Fill the relevant fields and leave the others as they are. You have already done it, so You know what I mean.

I strongly recommend that You activate the two check boxes labelled 'Rated Game ?' and 'Timed Game ?'

Once in the time controls, You set the third of seven boxes (upper right box) called 'Min Time' to 40 days.

I repeat, because this is the most important detail of the whole operation: SET MIN TIME TO FORTY DAYS.

Be careful for not setting it to 40 weeks, 40 hours, 40 minutes, nor 40 seconds. It must be for FORTY DAYS.

You leave all the other time control fields as they are: ZERO. Then You activate the link marked as 'Invite'.

I sincerely hope that the unavoidable technical complexity of the lines above have not been too confusing.

As example, You have received an invitation from me for playing Maidens Chess, a Chess variety of my own invention. The set is identical to Standard European Chess as per FIDE rules, therefore if You prefer we can play normal Chess instead of Maidens Chess. My preset does not enforce rules, neither shows legal moves.

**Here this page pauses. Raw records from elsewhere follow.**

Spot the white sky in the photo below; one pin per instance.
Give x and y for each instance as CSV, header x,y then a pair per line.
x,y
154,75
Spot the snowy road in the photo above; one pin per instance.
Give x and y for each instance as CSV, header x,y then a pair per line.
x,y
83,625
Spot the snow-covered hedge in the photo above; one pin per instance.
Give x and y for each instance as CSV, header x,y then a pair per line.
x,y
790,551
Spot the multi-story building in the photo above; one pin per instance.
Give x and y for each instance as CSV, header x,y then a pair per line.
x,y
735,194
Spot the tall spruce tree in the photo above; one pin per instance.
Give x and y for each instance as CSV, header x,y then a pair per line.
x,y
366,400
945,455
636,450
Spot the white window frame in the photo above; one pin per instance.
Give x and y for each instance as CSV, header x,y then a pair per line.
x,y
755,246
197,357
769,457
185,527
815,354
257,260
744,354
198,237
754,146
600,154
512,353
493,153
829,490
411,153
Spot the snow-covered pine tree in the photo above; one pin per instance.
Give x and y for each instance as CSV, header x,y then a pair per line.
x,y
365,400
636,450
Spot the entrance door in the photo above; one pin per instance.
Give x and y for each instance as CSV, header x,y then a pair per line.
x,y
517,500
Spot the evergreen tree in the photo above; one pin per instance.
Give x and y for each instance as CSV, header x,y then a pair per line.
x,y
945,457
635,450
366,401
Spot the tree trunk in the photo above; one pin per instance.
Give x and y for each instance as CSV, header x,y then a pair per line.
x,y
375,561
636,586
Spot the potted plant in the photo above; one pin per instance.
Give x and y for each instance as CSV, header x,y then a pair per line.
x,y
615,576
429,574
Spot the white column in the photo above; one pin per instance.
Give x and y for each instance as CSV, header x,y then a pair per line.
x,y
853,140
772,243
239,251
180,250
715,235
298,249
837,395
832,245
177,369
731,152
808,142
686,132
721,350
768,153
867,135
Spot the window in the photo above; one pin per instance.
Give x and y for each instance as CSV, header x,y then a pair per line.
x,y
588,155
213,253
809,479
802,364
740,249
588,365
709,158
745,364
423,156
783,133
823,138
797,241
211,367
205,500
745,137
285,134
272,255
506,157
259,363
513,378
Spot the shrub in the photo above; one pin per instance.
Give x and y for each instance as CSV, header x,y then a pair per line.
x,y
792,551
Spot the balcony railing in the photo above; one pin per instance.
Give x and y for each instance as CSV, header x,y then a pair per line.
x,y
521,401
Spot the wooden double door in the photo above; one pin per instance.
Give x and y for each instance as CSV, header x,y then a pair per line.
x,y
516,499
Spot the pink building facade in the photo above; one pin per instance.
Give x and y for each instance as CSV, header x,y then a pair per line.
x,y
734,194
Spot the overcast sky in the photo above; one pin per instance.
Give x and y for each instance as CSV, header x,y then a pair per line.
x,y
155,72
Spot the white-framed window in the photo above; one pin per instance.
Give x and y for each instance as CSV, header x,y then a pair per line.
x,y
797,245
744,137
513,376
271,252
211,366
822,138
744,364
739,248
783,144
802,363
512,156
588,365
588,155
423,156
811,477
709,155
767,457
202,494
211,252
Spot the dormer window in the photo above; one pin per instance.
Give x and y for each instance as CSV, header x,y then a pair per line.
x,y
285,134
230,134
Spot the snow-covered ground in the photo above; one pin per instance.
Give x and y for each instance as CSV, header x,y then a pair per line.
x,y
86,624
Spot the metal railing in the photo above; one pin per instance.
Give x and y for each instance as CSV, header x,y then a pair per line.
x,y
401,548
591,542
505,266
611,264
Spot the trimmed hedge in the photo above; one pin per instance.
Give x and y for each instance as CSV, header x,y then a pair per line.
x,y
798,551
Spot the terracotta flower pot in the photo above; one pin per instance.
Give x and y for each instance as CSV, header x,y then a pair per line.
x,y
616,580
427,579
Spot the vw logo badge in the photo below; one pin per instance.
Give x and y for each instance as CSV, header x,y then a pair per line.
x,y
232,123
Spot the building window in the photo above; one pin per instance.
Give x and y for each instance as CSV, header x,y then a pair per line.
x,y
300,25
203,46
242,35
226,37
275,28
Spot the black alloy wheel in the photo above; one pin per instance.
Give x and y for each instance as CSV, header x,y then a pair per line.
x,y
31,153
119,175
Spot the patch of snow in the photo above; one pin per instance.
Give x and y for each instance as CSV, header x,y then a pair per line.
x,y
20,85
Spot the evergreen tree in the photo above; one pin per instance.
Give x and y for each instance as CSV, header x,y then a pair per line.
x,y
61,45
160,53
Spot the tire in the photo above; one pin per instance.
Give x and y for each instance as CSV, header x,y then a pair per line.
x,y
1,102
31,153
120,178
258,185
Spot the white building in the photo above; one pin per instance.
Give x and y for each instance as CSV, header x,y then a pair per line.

I request the Honour of playing this game with Your person, Monsieur. Accompanying my invitation to play, You have also received from me a formal request that I include in the following lines. Good luck, Monsieur.

Mon Respecté Monsieur Jean-Louis Cazaux,

Je demande l’honneur de jouer à ce jeu avec Votre personne. Nous pouvons le jouer comme des échecs européens normales, en suivant les règles de la Fédération internationale des échecs, ou nous pouvons le jouer comme des échecs de jeune fille (Maidens Chess), une variété d’échecs de mon invention.

Le préréglage n’applique pas les règles. Le délai est exactement de 40 jours PAR COUP (entre un mois et deux mois, comme Vous l’avez demandé). Bonne chance, Monsieur.